Our study is unique in that it examined perceptions of MOUD efficacy for unstable patients. We did not provide a definition for “unstable patients” in our study, so future work should examine how clinicians define “unstable,” including specific patient characteristics clinicians associate with stability. Our study also examined perceptions of efficacy of MOUD for patients with co-occurring disorders, finding significant differences by type of medication. Patients with OUD often have co-occurring mental health disorders and/or other substance use disorders (e.g., methamphetamine use disorder) [23,24,25,26], and perceptions of MOUD efficacy for patients with co-occurring disorders could impact MOUD prescribing behavior. Future studies should examine MOUD prescribing behavior to patients with co-occurring disorders and the relationship of such prescribing behavior with NP/PA training in dual diagnosis treatment.

Lastly, our study found that respondents overwhelmingly believed counseling and peer support improved efficacy of all MOUDs examined. We also found that a large minority of providers felt that insufficient behavioral support services were a barrier to MOUD prescribing, suggesting that some respondents feel they cannot or should not prescribe MOUD if patients are not obtaining adequate behavioral support services. With respect to BUP, the literature is mixed regarding effectiveness of adding counseling to MOUD services [27, 28], and we are not aware of studies comparing efficacy of NTX with counseling to NTX without counseling. The American Society of Addiction Medicine’s OUD treatment practice guidelines recommend that clinicians offer behavioral health services alongside MOUD but urge against requiring behavioral health services [29]. Therefore, we recommend that policymakers and healthcare administrators urge NPs/PAs to offer behavioral support but not require it for MOUD treatment.

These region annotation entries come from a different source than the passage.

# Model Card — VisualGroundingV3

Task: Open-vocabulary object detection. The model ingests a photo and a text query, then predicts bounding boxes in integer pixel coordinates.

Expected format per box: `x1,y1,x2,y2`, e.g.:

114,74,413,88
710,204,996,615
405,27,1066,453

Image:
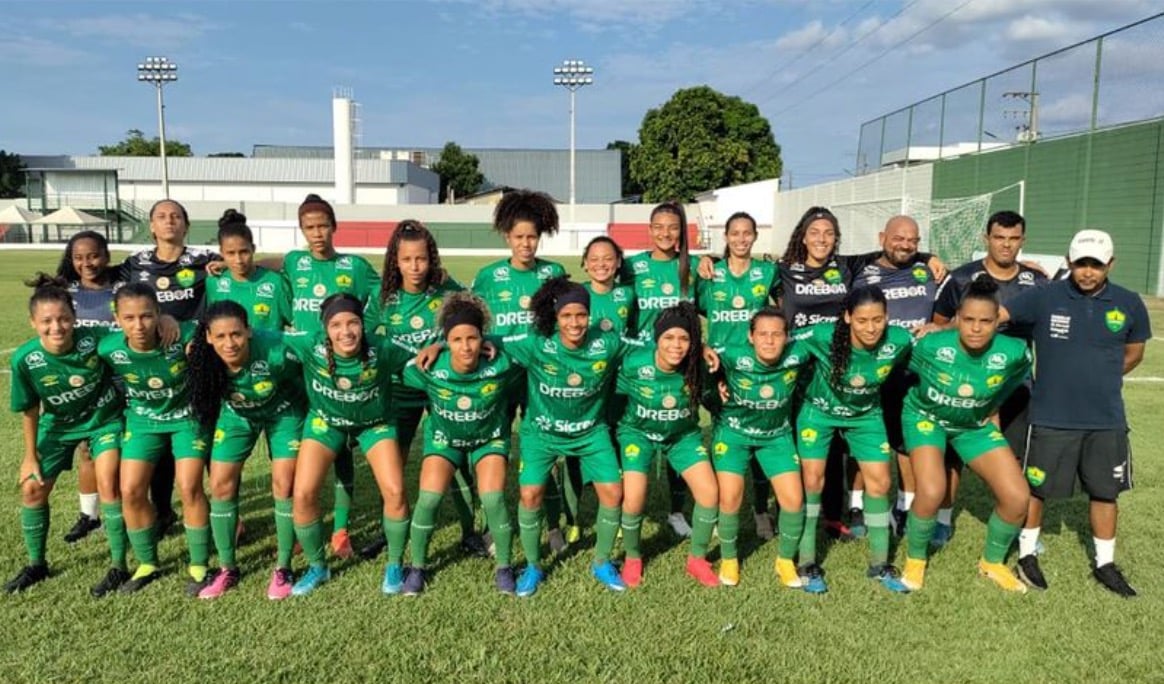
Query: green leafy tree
631,86,783,202
97,128,193,157
432,142,485,201
0,150,24,199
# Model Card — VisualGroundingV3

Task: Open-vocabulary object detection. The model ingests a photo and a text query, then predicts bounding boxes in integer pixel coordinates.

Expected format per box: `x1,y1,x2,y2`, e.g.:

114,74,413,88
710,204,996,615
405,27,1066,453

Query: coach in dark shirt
1006,230,1152,597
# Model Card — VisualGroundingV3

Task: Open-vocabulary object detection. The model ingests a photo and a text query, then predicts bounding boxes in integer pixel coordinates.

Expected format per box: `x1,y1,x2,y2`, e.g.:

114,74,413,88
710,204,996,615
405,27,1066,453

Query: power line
771,0,974,119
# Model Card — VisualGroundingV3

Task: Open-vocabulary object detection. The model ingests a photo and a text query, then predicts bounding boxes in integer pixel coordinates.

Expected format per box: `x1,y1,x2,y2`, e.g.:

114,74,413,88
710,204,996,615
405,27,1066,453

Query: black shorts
1023,426,1131,501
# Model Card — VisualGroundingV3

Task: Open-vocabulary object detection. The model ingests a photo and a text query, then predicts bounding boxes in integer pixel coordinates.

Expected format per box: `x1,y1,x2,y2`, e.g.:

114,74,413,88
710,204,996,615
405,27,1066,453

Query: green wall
934,120,1164,294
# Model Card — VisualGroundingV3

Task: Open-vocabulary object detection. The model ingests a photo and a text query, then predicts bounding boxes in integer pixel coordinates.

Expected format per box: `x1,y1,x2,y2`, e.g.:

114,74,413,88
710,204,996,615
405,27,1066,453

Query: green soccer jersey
283,249,379,333
223,330,304,421
504,330,627,437
906,330,1030,429
716,344,808,440
471,259,566,337
623,251,700,342
10,328,121,429
98,322,196,434
698,259,780,351
584,283,636,335
617,347,703,442
283,333,412,428
403,350,519,449
206,266,291,330
795,323,911,418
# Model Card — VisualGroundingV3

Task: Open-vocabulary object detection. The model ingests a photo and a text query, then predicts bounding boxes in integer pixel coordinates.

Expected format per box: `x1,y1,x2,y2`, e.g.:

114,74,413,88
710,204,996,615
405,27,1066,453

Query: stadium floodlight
554,59,594,205
137,57,178,199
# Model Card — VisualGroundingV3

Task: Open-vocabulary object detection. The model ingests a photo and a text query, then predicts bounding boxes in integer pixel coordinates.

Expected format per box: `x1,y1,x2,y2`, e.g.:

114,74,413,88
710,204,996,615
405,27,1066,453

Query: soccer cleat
65,513,101,543
773,558,804,589
865,563,909,593
3,563,49,593
849,508,868,539
687,556,719,586
901,557,925,591
332,529,354,561
797,563,829,593
494,565,517,596
978,558,1027,593
1092,563,1136,598
198,568,240,599
755,513,776,541
267,568,294,601
1017,555,1046,589
379,563,404,594
667,513,691,539
291,565,332,596
590,561,626,591
88,568,129,598
719,558,739,586
517,564,546,598
622,558,643,589
400,568,427,596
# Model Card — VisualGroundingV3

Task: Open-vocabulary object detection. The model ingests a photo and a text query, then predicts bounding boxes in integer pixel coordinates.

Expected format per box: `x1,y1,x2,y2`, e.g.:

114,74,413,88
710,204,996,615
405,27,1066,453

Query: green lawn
0,252,1164,683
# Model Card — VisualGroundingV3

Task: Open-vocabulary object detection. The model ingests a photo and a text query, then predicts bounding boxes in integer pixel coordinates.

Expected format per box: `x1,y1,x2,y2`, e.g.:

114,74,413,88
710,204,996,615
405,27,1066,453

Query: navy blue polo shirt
1006,279,1152,430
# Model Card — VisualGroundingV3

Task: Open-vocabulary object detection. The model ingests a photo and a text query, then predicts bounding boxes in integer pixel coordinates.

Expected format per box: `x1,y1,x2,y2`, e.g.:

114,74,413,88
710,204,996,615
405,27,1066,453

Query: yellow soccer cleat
719,558,739,586
775,558,804,589
901,557,925,591
978,560,1027,593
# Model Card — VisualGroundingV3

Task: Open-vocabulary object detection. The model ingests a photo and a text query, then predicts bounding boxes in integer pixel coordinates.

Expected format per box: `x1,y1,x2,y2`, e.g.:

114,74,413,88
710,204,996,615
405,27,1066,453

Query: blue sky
0,0,1164,185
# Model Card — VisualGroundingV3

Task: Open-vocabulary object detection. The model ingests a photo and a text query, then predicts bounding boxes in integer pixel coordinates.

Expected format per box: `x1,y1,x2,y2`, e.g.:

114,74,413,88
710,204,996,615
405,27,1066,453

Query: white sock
1092,536,1115,568
80,493,101,519
1019,527,1042,558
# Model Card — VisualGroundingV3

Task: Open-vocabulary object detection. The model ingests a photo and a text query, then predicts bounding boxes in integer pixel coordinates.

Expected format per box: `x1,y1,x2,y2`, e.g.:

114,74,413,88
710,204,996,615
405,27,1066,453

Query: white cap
1067,229,1115,264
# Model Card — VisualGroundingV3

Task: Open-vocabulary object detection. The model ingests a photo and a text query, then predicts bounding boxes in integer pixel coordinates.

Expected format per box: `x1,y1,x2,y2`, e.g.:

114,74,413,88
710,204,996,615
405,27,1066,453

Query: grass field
0,252,1164,683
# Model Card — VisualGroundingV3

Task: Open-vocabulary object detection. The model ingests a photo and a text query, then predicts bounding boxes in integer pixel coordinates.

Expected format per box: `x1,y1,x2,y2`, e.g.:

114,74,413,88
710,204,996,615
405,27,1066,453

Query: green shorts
901,406,1010,463
518,425,623,486
618,427,708,472
711,427,800,479
303,413,396,457
796,404,890,463
211,409,303,463
36,416,122,479
121,422,212,464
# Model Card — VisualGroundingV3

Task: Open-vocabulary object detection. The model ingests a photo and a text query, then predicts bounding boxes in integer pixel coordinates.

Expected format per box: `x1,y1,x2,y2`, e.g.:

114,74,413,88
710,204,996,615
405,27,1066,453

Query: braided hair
829,285,887,387
186,299,250,429
780,207,840,266
379,219,448,304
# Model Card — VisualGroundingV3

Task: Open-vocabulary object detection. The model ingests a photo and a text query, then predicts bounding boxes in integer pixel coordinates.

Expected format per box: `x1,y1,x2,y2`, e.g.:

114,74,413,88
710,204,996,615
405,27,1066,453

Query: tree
0,150,24,199
606,140,643,198
631,86,783,202
97,128,193,157
432,142,485,202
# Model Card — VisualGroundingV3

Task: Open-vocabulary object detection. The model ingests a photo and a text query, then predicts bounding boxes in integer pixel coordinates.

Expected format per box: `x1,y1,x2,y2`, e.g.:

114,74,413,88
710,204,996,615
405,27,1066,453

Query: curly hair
494,190,558,237
530,276,585,337
379,219,448,304
829,285,887,387
186,300,250,429
780,207,840,266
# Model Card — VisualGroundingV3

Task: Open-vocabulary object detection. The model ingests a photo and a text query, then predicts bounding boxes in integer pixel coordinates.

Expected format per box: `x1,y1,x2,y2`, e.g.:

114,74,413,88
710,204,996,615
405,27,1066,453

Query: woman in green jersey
5,275,129,597
403,292,521,596
98,283,211,596
796,285,911,593
711,306,807,587
617,301,719,586
901,278,1030,593
190,300,306,600
283,293,411,596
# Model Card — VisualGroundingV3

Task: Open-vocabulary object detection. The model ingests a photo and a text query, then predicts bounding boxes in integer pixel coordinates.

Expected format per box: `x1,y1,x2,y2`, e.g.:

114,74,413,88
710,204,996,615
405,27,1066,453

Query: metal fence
857,13,1164,174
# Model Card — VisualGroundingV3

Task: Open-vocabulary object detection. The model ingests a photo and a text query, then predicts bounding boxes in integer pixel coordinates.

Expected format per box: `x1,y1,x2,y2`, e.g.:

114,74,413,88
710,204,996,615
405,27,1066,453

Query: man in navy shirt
1005,230,1152,597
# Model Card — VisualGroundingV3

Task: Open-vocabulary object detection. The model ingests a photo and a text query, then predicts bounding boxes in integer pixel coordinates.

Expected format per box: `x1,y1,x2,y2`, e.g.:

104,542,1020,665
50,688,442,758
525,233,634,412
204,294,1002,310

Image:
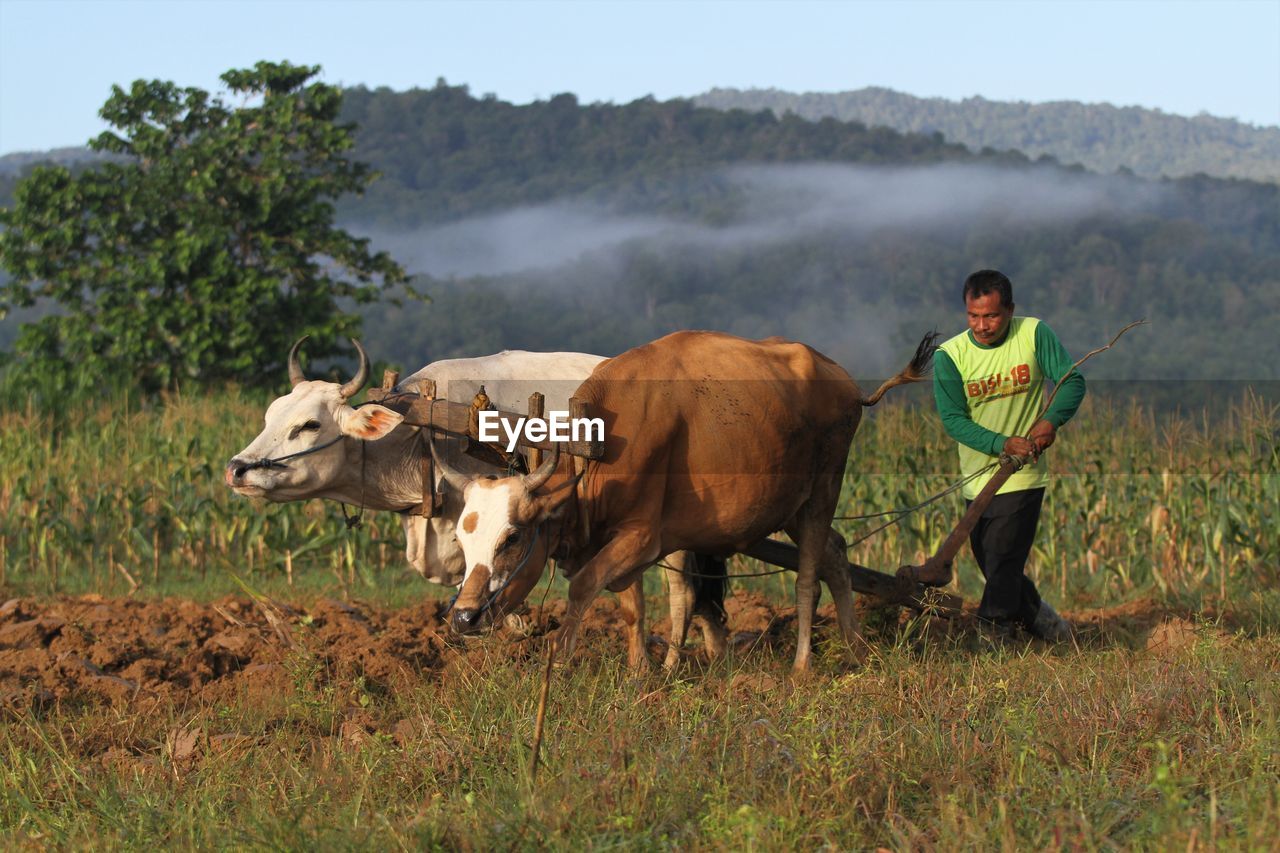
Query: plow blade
742,539,963,617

The study has several limitations, including a non-representative sample, low response rate, and small sample size. Although the survey was piloted, it was not validated. NPs in the sample were more likely to be waivered than PAs, potentially biasing the opinion of waivered providers toward that of NPs. Additionally, nonparametric tests resulted in lost statistical power. Our ability to draw inferences is limited by small effect sizes. Importantly, we did not examine the role of scope of practice laws as a barrier to BUP prescribing, even though previous research has found scope of practice laws impact waiver uptake [30] and prescribing behavior among NPs/PAs [31].

Conclusion

NPs/PAs have significantly influenced expansion of BUP availability in the U.S., particularly in rural areas. Nevertheless, they face barriers to prescribing BUP. Future qualitative research should explore how NPs/PAs feel barriers identified in this study could be addressed. Since NPs/PAs in some states are subject to scope of practice laws requiring collaboration with or supervision by a physician, approaches to addressing barriers for NPs/PAs may differ not only by waiver status but also by state policies. Higher perceptions of NTX efficacy as compared to MET efficacy is problematic, as the evidence base suggests MET is more effective at preventing overdose [1]. Therefore, while NPs/PAs should have knowledge about all MOUD options, additional information should be provided to NPs/PAs about relative efficacy of treatments (e.g., during continuing medical education seminars) regardless of their waiver status—particularly since NPs/PAs can refer patients to other MOUD providers even if they are not prescribing MOUD themselves.